= Alfred Brueckner =

German classical archaeologist

Alfred Brueckner (7 September 1861, in Magdeburg – 15 January 1936, in Berlin) was a German classical archaeologist. He was a specialist in Greek funerary art.

In 1886, he obtained his PhD at the University of Strasbourg, where he was a student of Adolf Michaelis. From 1888 to 1890, via a travel scholarship from the Deutschen Archäologischen Institut (DAI), he visited Greece and Asia Minor. Until 1924 (year of retirement) he taught classes at Prinz-Heinrichs-Gymnasium in Schöneberg. He was a member of the Deutschen Archäologischen Institut (since 1892) and the Archäologischen Gesellschaft zu Berlin.

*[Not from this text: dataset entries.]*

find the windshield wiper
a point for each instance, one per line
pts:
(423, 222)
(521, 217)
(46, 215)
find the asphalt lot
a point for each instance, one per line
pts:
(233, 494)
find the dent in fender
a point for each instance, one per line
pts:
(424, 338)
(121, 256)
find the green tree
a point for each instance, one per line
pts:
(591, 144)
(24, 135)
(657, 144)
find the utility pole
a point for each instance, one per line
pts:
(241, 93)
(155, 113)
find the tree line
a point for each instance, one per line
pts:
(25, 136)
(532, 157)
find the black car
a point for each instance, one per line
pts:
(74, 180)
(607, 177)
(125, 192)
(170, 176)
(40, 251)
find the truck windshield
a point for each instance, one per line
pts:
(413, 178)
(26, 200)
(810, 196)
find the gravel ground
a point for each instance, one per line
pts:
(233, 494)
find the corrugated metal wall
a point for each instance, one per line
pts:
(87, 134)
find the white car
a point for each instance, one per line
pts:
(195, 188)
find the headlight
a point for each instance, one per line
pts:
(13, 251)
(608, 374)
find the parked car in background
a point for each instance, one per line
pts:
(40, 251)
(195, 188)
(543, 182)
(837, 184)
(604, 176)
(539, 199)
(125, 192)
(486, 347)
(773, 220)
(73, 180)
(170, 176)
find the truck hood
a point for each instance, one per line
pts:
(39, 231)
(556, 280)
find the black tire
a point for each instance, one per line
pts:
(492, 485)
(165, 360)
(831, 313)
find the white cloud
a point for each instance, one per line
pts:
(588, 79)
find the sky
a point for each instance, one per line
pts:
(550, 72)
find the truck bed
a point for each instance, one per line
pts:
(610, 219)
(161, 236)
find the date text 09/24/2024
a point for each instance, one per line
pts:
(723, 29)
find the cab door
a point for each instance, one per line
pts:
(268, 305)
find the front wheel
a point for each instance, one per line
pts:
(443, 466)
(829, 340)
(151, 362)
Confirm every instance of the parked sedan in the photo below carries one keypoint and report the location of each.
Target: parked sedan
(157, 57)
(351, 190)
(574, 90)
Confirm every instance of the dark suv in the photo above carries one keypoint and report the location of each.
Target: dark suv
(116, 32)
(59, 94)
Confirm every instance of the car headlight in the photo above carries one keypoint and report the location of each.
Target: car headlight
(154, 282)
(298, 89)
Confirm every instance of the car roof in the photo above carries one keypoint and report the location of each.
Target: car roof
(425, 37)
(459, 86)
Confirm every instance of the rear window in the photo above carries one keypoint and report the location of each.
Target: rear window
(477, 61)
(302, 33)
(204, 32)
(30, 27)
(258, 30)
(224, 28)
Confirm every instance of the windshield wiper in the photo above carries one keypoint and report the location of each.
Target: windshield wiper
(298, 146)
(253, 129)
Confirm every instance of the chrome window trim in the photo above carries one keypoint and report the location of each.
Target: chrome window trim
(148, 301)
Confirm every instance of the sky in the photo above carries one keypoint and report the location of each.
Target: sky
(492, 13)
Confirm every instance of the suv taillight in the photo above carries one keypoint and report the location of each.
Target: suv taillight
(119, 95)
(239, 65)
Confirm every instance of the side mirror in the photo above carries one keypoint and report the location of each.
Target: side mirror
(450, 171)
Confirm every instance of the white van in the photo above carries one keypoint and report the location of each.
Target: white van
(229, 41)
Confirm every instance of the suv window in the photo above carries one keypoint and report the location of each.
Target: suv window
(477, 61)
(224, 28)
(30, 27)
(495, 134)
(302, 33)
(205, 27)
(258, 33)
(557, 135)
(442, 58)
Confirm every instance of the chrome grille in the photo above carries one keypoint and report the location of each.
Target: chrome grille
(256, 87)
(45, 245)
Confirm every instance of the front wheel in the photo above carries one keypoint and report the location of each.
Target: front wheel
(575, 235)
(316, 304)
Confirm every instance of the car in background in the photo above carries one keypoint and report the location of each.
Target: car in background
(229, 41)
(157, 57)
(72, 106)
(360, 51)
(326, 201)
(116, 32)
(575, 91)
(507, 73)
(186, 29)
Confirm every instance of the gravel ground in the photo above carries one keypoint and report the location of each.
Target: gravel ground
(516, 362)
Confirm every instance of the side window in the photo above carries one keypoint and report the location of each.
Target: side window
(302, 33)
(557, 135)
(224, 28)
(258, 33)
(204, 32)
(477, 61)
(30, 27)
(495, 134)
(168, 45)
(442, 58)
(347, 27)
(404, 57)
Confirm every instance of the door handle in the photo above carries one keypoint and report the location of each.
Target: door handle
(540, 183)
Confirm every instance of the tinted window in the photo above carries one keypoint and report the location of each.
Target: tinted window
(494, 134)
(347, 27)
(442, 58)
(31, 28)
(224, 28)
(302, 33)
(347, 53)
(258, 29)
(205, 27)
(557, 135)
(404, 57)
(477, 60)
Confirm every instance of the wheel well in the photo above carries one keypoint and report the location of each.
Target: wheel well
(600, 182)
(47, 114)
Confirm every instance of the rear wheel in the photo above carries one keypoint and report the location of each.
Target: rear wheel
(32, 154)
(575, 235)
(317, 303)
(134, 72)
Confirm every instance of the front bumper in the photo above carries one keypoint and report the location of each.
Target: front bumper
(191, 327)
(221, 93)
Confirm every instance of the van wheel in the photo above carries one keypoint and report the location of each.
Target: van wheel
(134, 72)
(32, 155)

In 1893, under Wilhelm Dörpfeld, he participated in excavatory work at Troy, and for a number of years, conducted excavations at Kerameikos in Athens. He made significant contributions as an editor of Alexander Conze's Die attischen grabreliefs, a project involving Attican funerary reliefs (1893-1922).

== Selected works ==
- Ornament und Form der attischen Grabstelen Strasbourg 1886 (dissertation) - Ornamentalism and form pertaining to Attican grave stelae.
- Von den griechischen Grabreliefs, gearbeitet auf Grund des akademischen Apparates der Sammlung der Grabreliefs. 1888 - Greek grave reliefs, etc.
- Ein attischer Friedhof (with Erich Pernice), 1883 - An Attican cemetery.
- Anakalypteria, 1904.
- Der Friedhof am Eridanos bei der Hagia Triada zu Athen, 1909 - The cemetery of Eridanus by the Hagia Triada of Athens.
- Kerameikos-Studien, Kerameikos studies, 1910.